Published Sept. 13, 2017
Savannah District power team prepares to deliver generators to Lakeland, Florida

Members from the U.S. Army Corps of Engineers Savannah District Temporary Power Team hold a morning briefing at the Warbird Ramp Airfield before a mission to provide emergency electrical power in Lakeland, Florida, Sept. 12. Starting left and going clockwise, members are Paul Nelson, Scott Weaver, Jeremy Jones and Jim Lee. Temporary power teams deliver and install large generators to critical public service facilities until primary power is restored.

SAVANNAH, Ga. – The U.S. Army Corps of Engineers Savannah District deployed a 15-person emergency power team over the weekend to various places in Florida to assist with widespread outages in the wake of destruction caused by Hurricane Irma. The mission is part of the overall response and recovery effort led by the Federal Emergency Management Agency. 

Emergency power teams contribute to the overall federal response during a disaster by providing immediate temporary electricity solutions to critical public services that cannot be disrupted for extended periods without impacts to life safety. 

The mission of the Corps’ Savannah District team in Florida involves delivery and installation of large generators to provide electrical power to facilities such as hospitals, wastewater treatment plants, nursing homes, and other critical services. 

“Modern communities run on electricity,” said David Peterson, Savannah District Emergency Management Chief. “Electrical power is essential to everything we do. Think about health needs, food storage and preparation, heating and cooling, and our dependence on communications. Without power, simple things we have come to take for granted rapidly disintegrate.” 

To further make the point of dependence on electricity, Peterson pointed out that during the recovery efforts from Hurricane Sandy, the Corps was tasked to provide emergency power for polling facilities, because voting machines run on electricity.  
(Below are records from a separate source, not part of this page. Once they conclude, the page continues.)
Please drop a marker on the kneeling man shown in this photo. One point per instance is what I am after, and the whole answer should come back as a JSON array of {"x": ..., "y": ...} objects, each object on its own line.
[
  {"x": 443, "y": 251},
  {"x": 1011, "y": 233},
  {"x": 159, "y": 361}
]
Missions of this kind are a necessary stop-gap to allow power companies the time they need to restore primary power infrastructure.  “Utility providers are not slow,” said Peterson. “They move with amazing speed. That’s why the Corps focuses on critical facilities and services.” 

Currently in response to Hurricane Irma, the Corps of Engineers at the national level has more than 350 personnel operating in coordination with county, state and FEMA partners.  The Corps serves as the lead agency to respond with public works and engineering support and to coordinate long-term infrastructure recovery in any disaster.

“The Savannah District Power Team is made up of seasoned responders, and our number one priority continues to be the life, health and safety of all who are affected by Hurricane Irma,” said Peterson.